The group of buyers include locals Javed Rambaran, Adam Ecker, and an established local business owner choosing to remain anonymous for now and a Manhattan-based developer, Thomas McClcoskey.  It is expected the upstairs rooms will be redesigned and converted into residential units, and the ground floor will be leased to an experienced restaurant operator. CPEX Real Estate made the sale for $2,315,000 total.

CPEX’s Mixed-Use Sales Team, consisting of Managing Director Lawrence Sarn and Associate Chase Reiter, and Associate Catherine Vintonik of the CPEX Development and Conversion Sales Team represented the seller, Cayuga Capital, and procured the buyer, a group of local investors.

“A neighborhood icon after Hurricane Sandy, the former Playland Hotel received a tremendous amount of interest from prospective buyers,” Sarn said. “Ultimately, this was a unique opportunity for local investors to acquire a valuable corner property with a high volume of summertime subway riders and foot traffic.

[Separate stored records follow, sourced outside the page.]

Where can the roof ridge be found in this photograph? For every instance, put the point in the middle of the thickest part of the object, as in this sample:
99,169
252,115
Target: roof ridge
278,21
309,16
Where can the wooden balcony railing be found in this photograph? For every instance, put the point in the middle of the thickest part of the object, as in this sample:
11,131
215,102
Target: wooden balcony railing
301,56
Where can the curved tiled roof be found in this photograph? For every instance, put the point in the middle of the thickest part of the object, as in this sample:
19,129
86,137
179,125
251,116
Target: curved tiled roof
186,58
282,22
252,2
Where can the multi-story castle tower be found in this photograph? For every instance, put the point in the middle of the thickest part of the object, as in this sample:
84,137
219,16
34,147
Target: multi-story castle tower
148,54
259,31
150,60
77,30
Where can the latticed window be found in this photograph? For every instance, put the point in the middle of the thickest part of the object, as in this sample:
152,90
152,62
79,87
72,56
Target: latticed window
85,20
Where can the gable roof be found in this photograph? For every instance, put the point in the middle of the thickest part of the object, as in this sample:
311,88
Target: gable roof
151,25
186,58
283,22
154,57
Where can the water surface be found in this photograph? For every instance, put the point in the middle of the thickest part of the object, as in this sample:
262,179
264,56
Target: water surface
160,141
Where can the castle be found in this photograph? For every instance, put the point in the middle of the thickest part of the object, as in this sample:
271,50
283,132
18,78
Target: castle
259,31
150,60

They have already begun to speak with potential food operators and other useful amenities to add to the neighborhood.”

“This transaction demonstrates the buyer’s confidence in the ongoing development of Rockaway Beach,” Reiter added. “The acquisition gives them an opportunity to contribute to the neighborhood’s growth while revitalizing an asset with a rich history and close ties to the Rockaway community.”

Located on the corner of Beach 98th Street and Rockaways Beach Boulevard, the 7,200 square-foot building, formerly the Tap and Grill and Boggiano’s before that, was purchased by Cayuga Capital Management principal, Jamie Wiseman in September 2012 for $1.3 million. The restaurant, bar, hotel and backyard space opened in July 2013, after renovations following Hurricane Sandy. In its time there, Playland was a hotspot for visitors and locals alike and became known as a party place. In May 2015, Dan Cipriani stepped in to overhaul the restaurant and bar portion of the building and turned around its late-night party reputation to more of a family-friendly spot. Despite the changes, complaints by neighbors eventually led to the backyard space being shut down, which Cipriani said killed the business and he decided to leave. At the time, rumors were circulating that the upstairs hotel rooms were also being used to house the homeless, which led to a public outcry by local residents, who felt blindsided by the sudden change. Cayuga Capital said the renting to the homeless population was temporary, and eventually the property was left vacant and put up for sale.

With the two-story, 7,137-square foot property, the new owners plan to convert the 12 second-floor hotel rooms into residential units and lease the three commercial retail spaces on the ground level to restaurateurs and other possible uses.